WASHINGTON — Multidetector CT angiography appears to be very accurate in diagnosing coronary artery disease even in less-than-ideal patients, according to data presented at the annual meeting of the Society of Cardiovascular Computed Tomography.
While published studies have shown impressive diagnostic sensitivity and specificity for 64-slice CT in the assessment of coronary artery disease (CAD), patients with irregular heartbeats or allergies to β-blockers have tended to be excluded. In addition, patients with histories of coronary disease or those with high calcium scores sometimes were excluded.
“MDCT studies that have been published … have been highly selective of all the patients they have picked in order to determine the diagnostic accuracy of CT,” said Dr. Amgad N. Makaryus, a cardiologist at North Shore University Hospital in Manhasset, New York.
Dr. Makaryus and his colleagues evaluated the accuracy of 64-detector scanning compared with coronary angiography in a real-world population, at North Shore University Hospital, a large tertiary care center.
The facility is a referral center for hospitals on Long Island. Roughly 10,000 cardiac catheterizations are performed there yearly. In addition, 4,000–5,000 single-photon emission computed tomography myocardial perfusion studies are performed annually.
The study involved 1,818 consecutive patients who underwent coronary CT (64-detector). β-Blockers were used as much as possible.
Calcium channel blockers were used in patients who had contraindications to β-blockers.
The imaging protocol involved an 8- to 10-second breath hold with a 5- to 7-second image-acquisition time.
Overall, 17% of patients had a history of coronary disease; 10% had a history of atrial fibrillation or flutter. The mean heart rate during CT studies was roughly 58 beats per minute. The two most common indications were chest pain and abnormal stress test.
Specifically, the researchers assessed those patients who underwent invasive angiography based on their MDCT results. A total of 41 patients were referred for coronary angiography for 164 coronary arteries (410 coronary segments).
The mean patient age was 62 years (range 39–85 years) and the population was almost three-quarters male (73%). Stenosis of greater than 50% was considered significant.
On a per-vessel basis, the sensitivity of MDCT was 86% and specificity was 84%. The positive predictive value was 65% and the negative predictive value was 85%.
“Still we have this very high negative predictive value as has been seen in many of the prior studies,” commented Dr. Makaryus. On a per-segment basis, the sensitivity of MDCT was 77% and specificity was 93%.
The positive predictive value was 61% and the negative predictive value was 97%.
Calcium is a particular problem in CT angiography. Calcified plaques appear enlarged (or bloomed) because of partial-volume averaging effects and obscure the adjacent coronary lumen. This effect can lead to false-positive results because the degree of stenosis is overestimated.

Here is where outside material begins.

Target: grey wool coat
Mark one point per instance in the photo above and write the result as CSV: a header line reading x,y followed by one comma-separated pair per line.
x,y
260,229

The mean calcium score in this group was 789. “More of the patients that had higher calcium scores actually had a disagreement between their CTA result and the invasive coronary angiogram,” said Dr. Makaryus. In other words, “our false positives tended to be those patients who had higher calcium scores, and this neared statistical significance [P = .059].”
Irregular heart rate and motion artifacts also can be problematic in CT angiography, he said.
Dr. Makaryus, who disclosed that he had no significant conflicts of interest, was a postdoctoral clinical cardiovascular imaging fellow at New York-Presbyterian Hospital, New York, during 2006–2007.